Differentially Private Average Consensus with Improved Accuracy-Privacy Trade-off
Lei Wang, Weijia Liu, Fanghong Guo, Zixin Qiao, Zhengguang Wu
TL;DR
This work tackles average consensus with differential privacy on initial states in static networks. It introduces a distributed shuffling scheme (DiShuf) based on the Paillier cryptosystem to generate correlated zero-sum randomness, enabling initialization that preserves privacy while allowing almost centralized-level accuracy. By incorporating Gaussian or Laplace noises into the initialization, the proposed DiShuf-based algorithms achieve exponential convergence with a mean-square error that can closely match the centralized DP benchmark, effectively reducing the traditional gap.
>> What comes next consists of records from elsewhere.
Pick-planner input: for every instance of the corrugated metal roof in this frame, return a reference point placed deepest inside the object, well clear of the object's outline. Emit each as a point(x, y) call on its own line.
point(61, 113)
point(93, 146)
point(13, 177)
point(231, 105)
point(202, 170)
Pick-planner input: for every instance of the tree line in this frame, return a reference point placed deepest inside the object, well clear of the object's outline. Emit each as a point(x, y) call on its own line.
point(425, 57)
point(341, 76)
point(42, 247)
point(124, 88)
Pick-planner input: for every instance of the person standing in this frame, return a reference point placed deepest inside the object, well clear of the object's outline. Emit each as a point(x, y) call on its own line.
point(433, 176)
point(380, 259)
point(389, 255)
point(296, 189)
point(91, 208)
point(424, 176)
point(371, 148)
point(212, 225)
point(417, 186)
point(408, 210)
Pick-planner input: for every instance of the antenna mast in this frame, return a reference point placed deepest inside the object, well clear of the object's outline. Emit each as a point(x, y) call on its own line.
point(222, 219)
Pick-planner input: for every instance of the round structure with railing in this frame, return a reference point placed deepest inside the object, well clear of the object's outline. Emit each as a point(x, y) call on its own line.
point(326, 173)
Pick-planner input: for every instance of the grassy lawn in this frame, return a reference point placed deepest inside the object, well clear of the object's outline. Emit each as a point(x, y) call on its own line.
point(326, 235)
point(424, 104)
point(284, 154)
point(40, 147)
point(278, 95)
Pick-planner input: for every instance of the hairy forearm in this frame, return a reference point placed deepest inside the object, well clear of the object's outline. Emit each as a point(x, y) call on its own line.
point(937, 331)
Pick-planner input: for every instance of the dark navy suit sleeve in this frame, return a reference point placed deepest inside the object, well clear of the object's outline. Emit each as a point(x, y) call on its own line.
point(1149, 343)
The approach scales favorably with network size and holds promise for broader applications in privacy-preserving distributed computation.
Abstract
This paper studies the average consensus problem with differential privacy of initial states, for which it is widely recognized that there is a trade-off between the mean-square computation accuracy and privacy level. Considering the trade-off gap between the average consensus algorithm and the centralized averaging approach with differential privacy, we propose a distributed shuffling mechanism based on the Paillier cryptosystem to generate correlated zero-sum randomness. By randomizing each local privacy-sensitive initial state with an i.i.d. Gaussian noise and the output of the mechanism using Gaussian noises, it is shown that the resulting average consensus algorithm can eliminate the gap in the sense that the accuracy-privacy trade-off of the centralized averaging approach with differential privacy can be almost recovered by appropriately designing the variances of the added noises. We also extend such a design framework with Gaussian noises to the one using Laplace noises, and show that the improved privacy-accuracy trade-off is preserved.